On my last visit to the Darfur area in Sudan, in June, I found a man groaning under a tree. He had been shot in the neck and jaw and left for dead in a pile of corpses. Seeking shelter under the very next tree were a pair of widows whose husbands had both been shot to death. Under the next tree I found a 4-year-old orphan girl caring for her starving 1-year-old brother. And under the tree next to that was a woman whose husband had been killed, along with her 7- and 4-year-old sons, before she was gang-raped and mutilated.

Those were the refugees sheltering under just four adjacent trees. Thousands of other victims with similar stories stretched as far as the eye could see.

So I salute the Bush administration for formally declaring on Thursday that the slaughter is a genocide. But as we commemorate the anniversary of 9/11, let's remember that almost as many people are still dying in Darfur every week as died in the World Trade Center attack.

"There's kind of a reign of terror that exists," said Kenny Gluck, director of operations for Doctors Without Borders in the Netherlands.

Even in the camps where Doctors Without Borders is present, he says, Janjaweed gunmen often rape women or execute men who go off to seek firewood. So now, he said, many families are making an agonizing choice: they are sending their small children out at night to gather wood because small children are less likely to be murdered or raped.

So I've got some questions.

For President Bush Why don't you turn up the heat on Sudan? How about consulting urgently with the leaders of our allies about how to exert more pressure on Sudan? How about inviting victims to the White House and denouncing the genocide from the Rose Garden? How about threatening a no-flight zone in Darfur unless Sudan cooperates?

For France and Germany I sympathized with your opposition to the war in Iraq. But are you really now so petty and anti-Bush that you refuse to stand with the U.S. against the slaughter in Darfur, or even to contribute significant sums to ease the suffering?

Does the Chirac government really want to show the moral blindness to Sudan's genocide that the Vichy regime did to Hitler's?

For the Islamic world You're absolutely right to hold Israel's feet to the fire over its often brutal treatment of Palestinians, but why don't you also care about dead Sudanese? In August, according to a human rights monitoring group, Israel killed 42 Palestinians, including fighters. In the same period, according to the World Health Organization, more than 10,000 people died in Darfur - virtually all of them Muslim.

Islamic Relief is doing an excellent job, but the Muslim victims of Darfur are getting far more help from Jewish and Christian aid groups than from Islamic charities.

For the United Nations Agencies like the U.N. World Food Program are working heroically to keep the victims alive, but the U.N. as a whole has failed to respond to Sudanese atrocities. Mostly that's because of the failure of member states, but I'm afraid that some of the responsibility has to be charged to a man I like and respect: Kofi Annan.

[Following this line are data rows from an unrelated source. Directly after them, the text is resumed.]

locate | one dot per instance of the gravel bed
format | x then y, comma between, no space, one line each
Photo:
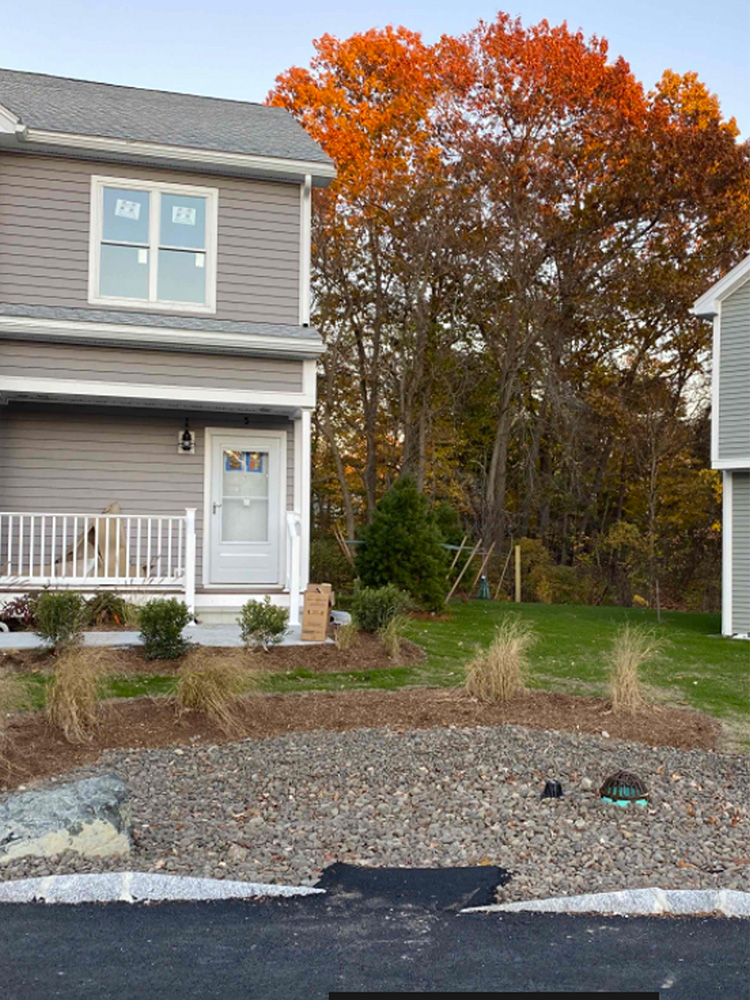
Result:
282,809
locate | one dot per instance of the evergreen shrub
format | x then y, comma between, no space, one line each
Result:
162,621
403,546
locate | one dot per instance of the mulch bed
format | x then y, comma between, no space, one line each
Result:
366,654
36,750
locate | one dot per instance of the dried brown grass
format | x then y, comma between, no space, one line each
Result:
633,646
214,682
500,672
393,633
13,698
73,698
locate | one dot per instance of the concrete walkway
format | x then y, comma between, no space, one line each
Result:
205,635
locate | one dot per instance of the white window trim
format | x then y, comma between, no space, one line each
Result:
246,433
155,188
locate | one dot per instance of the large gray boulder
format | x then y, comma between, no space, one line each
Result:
90,817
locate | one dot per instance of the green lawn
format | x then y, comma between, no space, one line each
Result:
697,668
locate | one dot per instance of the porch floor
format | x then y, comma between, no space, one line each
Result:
205,635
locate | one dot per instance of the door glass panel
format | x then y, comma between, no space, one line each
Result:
244,503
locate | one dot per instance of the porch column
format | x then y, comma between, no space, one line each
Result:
302,462
190,559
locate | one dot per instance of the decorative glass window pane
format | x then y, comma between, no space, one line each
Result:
244,509
183,222
125,216
182,276
123,271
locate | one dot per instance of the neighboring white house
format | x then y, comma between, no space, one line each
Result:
727,303
157,364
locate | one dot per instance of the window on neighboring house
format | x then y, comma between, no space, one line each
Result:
153,245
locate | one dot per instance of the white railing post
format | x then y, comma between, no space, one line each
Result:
190,559
294,525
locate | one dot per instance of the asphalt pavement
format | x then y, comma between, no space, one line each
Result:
348,940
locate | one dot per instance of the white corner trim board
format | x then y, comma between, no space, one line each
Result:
21,385
136,335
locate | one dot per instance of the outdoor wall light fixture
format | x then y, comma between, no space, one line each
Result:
186,440
552,790
622,788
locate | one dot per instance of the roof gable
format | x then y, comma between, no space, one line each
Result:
80,108
708,304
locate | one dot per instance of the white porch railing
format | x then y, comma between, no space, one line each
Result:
91,550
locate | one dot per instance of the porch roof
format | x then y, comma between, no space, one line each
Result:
158,330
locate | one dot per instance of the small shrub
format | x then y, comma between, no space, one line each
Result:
373,607
19,613
73,699
60,617
262,624
162,621
108,608
632,647
393,633
499,672
346,636
213,681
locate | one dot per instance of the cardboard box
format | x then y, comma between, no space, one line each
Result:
316,612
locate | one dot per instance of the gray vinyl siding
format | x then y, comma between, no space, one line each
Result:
44,235
734,375
146,367
77,460
741,551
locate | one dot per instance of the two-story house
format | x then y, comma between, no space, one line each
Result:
727,304
157,364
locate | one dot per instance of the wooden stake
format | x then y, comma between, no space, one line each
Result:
481,568
518,574
505,567
342,544
455,558
460,575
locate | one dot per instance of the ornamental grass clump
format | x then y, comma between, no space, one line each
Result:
73,698
500,672
393,633
262,624
633,646
214,682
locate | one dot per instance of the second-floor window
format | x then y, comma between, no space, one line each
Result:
153,245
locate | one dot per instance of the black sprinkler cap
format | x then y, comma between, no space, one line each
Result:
552,790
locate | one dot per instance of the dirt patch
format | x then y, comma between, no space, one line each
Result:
366,654
36,750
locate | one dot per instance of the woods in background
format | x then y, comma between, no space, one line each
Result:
503,273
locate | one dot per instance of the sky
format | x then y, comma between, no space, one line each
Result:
228,48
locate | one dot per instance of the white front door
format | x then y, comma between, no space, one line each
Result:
244,513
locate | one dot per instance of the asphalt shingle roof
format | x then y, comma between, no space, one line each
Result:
81,107
127,318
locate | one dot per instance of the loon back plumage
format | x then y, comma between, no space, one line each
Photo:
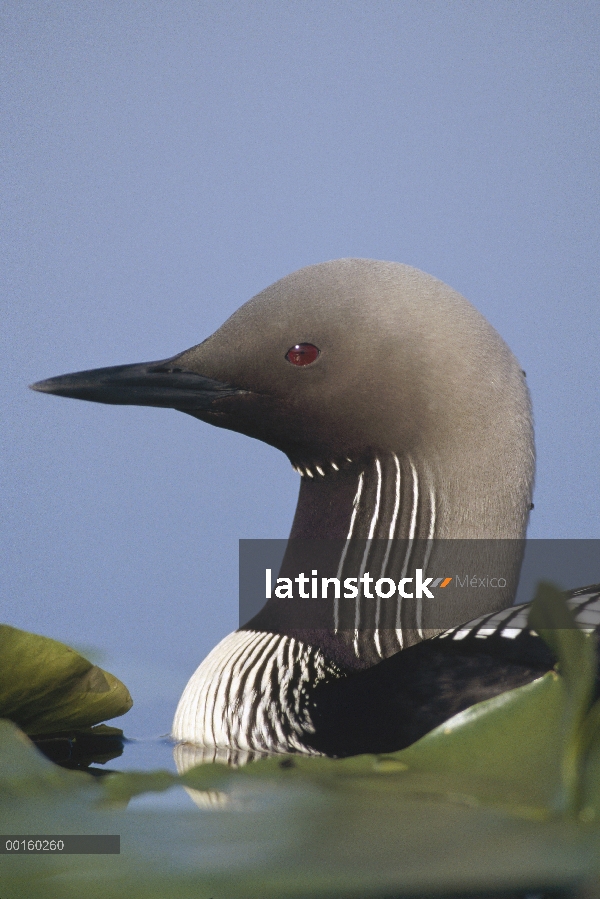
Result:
411,424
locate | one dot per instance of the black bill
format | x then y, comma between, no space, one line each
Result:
142,384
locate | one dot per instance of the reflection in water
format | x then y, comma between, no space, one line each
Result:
188,755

I hate to say it, but the way things are going, when he dies his obituary will begin: "Kofi Annan, the former U.N. secretary general who at various points in his career presided ineffectually over the failure to stop genocide, first in Rwanda and then in Sudan, died today. "

One of the people I met on my last trip to Darfur was Hatum Atraman Bashir, who was pregnant with the baby of one of the 20 Janjaweed raiders who murdered her husband and gang-raped her. A few days ago, I received an e-mail note from an aid worker in the International Rescue Committee, which is assisting Ms. Bashir, saying that she had given birth but could not produce milk for the baby - a common problem because of malnutrition.

The lives of Ms. Bashir, her new baby and about one million others are at stake as we dither over how to respond to the genocide. And so far we've failed them.

In Wednesday's column quoting Bob Mintz, who was at the Alabama National Guard base where George W. Bush apparently wasn't, I bragged that my interview was his first with a national news organization. It turns out that he spoke to CBS in February. Mea culpa.